Hablemos de élites. El término atesora, en parte, el viejo concepto de aristocracia, evolucionado ahora, si tomamos la palabra en sentido estricto, desde aquella nobleza estamental y jurídica a otra que no depende tanto de la sangre como del mérito. Al menos, eso creíamos los hombres y mujeres a los que nos ha tocado transitar el tiempo a caballo entre el siglo XX y el siglo XXI.
Hasta no hace mucho, enjuiciaba yo, al igual que muchos otros, a la élite como noción meritocrática e integrada por aquellos individuos dotados para dirigir e impulsar a nuestras sociedades políticas por el camino del progreso bien entendido. No había trampa ni cartón y así lo pensábamos. Pero siempre el mundo, el nuestro al menos, está sujeto a cambio. Las élites han mutado, en cuanto a noción, desde aquella minoría ligada al mérito a otra nociva y oculta, muy citada en los últimos años, así como bien delimitada por los amigos de la teoría conspirativa, primero, y, poco a poco, incorporada al lenguaje que adorna cualquier pensamiento crítico, sea del signo que sea.
Se podría aseverar que hemos pasado de una élite óntica, física, perceptible e identificable, a otra de naturaleza ontológica, inefable y temida, noción oscura e indistinta desprovista de plasmación física concreta.
Lo mismo ocurre con los líderes, que concebíamos anteriormente como muestra de esa élite unívoca que imaginábamos antes de todo esto. Es por ello que, hasta no hace tanto, ayer mismo, percibíamos líderes ónticos, como fueron dioses ónticos los del politeísmo griego y romano, con sus pasiones de seres particulares y tangibles, aunque dotados del privilegio de la inmortalidad. Podían ser más o menos creíbles, los líderes y los dioses, capaces de provocar de inducir sensaciones y vibraciones de distinto signo, pero, y me refiero ahora a los líderes, se ofrecían físicos y reales, originados en personas reales que accedían a la condición de miembros del Olimpo político en un momento dado, sin desprenderse del ser humano que habían sido.

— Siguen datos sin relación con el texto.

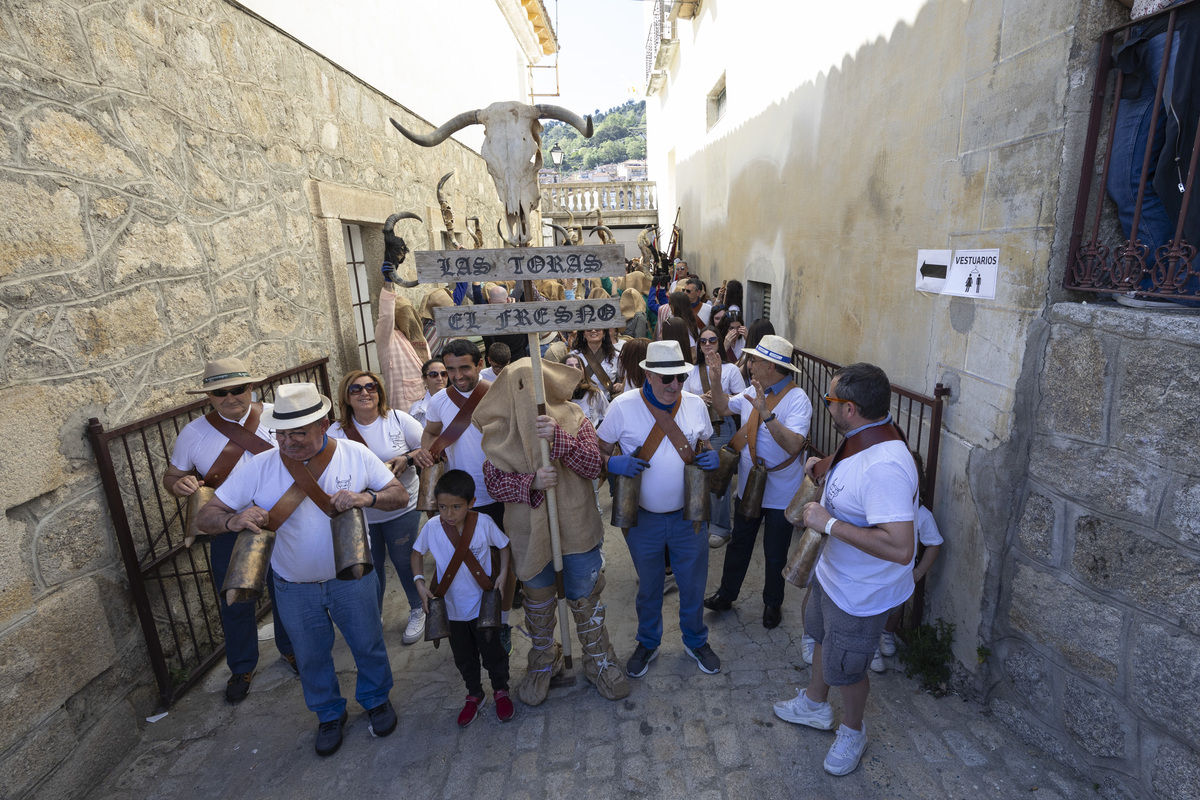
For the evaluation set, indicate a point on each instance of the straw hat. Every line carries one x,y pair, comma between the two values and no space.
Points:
665,359
631,304
222,373
775,349
297,405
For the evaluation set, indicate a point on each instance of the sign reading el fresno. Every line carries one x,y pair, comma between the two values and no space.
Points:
521,264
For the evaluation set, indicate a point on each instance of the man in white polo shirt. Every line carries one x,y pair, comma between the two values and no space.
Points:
868,507
311,597
775,416
666,427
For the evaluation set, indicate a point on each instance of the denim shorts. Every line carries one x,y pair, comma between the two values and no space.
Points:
847,642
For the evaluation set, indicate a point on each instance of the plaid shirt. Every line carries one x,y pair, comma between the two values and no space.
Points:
400,362
580,453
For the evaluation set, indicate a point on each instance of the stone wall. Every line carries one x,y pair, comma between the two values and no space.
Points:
173,180
1098,637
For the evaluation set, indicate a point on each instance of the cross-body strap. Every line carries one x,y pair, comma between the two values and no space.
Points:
665,426
240,439
461,420
295,494
462,555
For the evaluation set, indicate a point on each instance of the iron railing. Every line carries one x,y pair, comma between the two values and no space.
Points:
1107,262
172,584
919,416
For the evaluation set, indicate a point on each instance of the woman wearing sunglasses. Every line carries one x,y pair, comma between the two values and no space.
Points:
395,437
714,366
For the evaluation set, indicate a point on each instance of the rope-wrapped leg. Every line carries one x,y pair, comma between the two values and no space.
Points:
545,654
599,659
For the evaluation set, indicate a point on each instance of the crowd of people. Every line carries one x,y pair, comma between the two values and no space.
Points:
647,407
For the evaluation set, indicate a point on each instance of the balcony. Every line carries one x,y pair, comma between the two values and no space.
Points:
1110,258
622,203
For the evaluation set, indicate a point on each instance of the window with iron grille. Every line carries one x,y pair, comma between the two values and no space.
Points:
360,298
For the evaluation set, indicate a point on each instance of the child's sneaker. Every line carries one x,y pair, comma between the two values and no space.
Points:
471,710
504,709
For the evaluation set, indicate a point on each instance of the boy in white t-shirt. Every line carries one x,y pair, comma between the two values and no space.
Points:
456,495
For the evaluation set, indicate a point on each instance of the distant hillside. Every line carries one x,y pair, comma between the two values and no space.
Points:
619,136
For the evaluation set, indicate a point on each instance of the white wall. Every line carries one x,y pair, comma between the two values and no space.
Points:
397,44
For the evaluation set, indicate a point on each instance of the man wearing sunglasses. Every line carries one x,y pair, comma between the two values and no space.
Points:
667,428
777,416
205,452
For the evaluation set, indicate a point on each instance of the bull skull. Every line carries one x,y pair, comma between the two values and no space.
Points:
511,150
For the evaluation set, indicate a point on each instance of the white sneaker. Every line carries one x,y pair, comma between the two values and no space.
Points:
807,644
415,629
802,710
846,751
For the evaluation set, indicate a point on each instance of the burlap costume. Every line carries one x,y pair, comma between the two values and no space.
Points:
508,419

No tengo esa misma impresión con los líderes de hoy. Al igual que la élite, que se ha vuelto imprecisa y atesora valores negativos, asimismo esos líderes, emanados en parte de la globalización, se asemejan más bien al dios de cualquier monoteísmo, ontológico y abstracto y, de este modo, se despersonalizan y acaban por encarnar tendencias e índoles inducidas desde arriba más que ideas y propuestas surgidas desde abajo. Caminan, por los derroteros del poder, desembarazados de su origen humano, como si abandonaran su cuerpo anterior al ingresar en el Olimpo, hasta el punto de que, ya que se habla últimamente de transhumanismo, este sí parece incorporarse a la metamorfosis de estos guías ontológicos, que carecen, salvo contadas excepciones, de imagen concreta y actúan como vectores de ideas y decisiones que les trascienden. Tal vez por eso no entendemos sus providencias ni las doctrinas de las que dicen participar, si es que son propiamente doctrinas.

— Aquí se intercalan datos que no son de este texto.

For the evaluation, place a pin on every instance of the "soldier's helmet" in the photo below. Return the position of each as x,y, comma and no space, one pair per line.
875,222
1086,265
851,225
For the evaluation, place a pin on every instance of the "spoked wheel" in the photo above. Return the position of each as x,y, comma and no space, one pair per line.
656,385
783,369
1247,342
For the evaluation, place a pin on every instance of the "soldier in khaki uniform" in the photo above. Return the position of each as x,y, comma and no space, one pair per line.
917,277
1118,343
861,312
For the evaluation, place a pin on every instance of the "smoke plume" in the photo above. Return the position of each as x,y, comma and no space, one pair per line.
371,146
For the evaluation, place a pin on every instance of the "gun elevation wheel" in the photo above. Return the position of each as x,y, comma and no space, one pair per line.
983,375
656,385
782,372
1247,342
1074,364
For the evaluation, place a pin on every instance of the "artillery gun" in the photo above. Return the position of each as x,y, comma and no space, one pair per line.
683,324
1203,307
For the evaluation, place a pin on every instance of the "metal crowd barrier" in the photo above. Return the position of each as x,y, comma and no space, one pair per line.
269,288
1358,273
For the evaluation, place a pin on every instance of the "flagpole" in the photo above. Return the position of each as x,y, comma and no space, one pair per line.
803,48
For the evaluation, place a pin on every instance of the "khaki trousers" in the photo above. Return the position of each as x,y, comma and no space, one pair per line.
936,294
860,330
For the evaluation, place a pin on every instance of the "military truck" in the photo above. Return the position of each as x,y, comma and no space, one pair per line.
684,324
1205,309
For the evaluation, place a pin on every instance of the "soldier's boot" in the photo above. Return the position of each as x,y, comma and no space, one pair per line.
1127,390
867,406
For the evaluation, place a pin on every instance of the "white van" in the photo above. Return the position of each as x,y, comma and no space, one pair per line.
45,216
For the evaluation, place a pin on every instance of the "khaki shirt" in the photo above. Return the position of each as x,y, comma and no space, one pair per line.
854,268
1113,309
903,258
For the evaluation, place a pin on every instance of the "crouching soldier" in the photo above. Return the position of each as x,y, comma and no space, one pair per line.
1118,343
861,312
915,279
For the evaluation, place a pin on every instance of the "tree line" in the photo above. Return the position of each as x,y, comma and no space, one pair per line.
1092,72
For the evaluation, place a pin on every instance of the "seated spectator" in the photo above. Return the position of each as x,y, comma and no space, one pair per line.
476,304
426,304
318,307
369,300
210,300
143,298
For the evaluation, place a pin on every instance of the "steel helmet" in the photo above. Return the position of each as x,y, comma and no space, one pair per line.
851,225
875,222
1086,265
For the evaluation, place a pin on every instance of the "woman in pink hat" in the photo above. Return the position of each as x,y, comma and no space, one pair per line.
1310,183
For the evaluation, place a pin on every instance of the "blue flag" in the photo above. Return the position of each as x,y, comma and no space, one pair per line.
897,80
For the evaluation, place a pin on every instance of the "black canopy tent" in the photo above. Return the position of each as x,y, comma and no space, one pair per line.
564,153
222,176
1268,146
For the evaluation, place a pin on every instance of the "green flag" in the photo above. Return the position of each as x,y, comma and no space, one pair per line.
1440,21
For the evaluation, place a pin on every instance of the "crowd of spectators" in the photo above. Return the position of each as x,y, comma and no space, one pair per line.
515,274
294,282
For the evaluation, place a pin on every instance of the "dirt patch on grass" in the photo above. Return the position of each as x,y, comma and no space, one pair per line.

Creía uno que los líderes eran reflejo del pueblo, no solo como representación jurídico-política sustentada en el sufragio, sino por brotar, físicamente, de ese mismo pueblo. Pero igual eso servía, o sirve aún, para los dirigentes ónticos, pues, una vez que van derivando a ontológicos, se pierde el nexo y la posibilidad de relación y entendimiento. Aprovechemos mientras podamos porque la metamorfosis se está acelerando.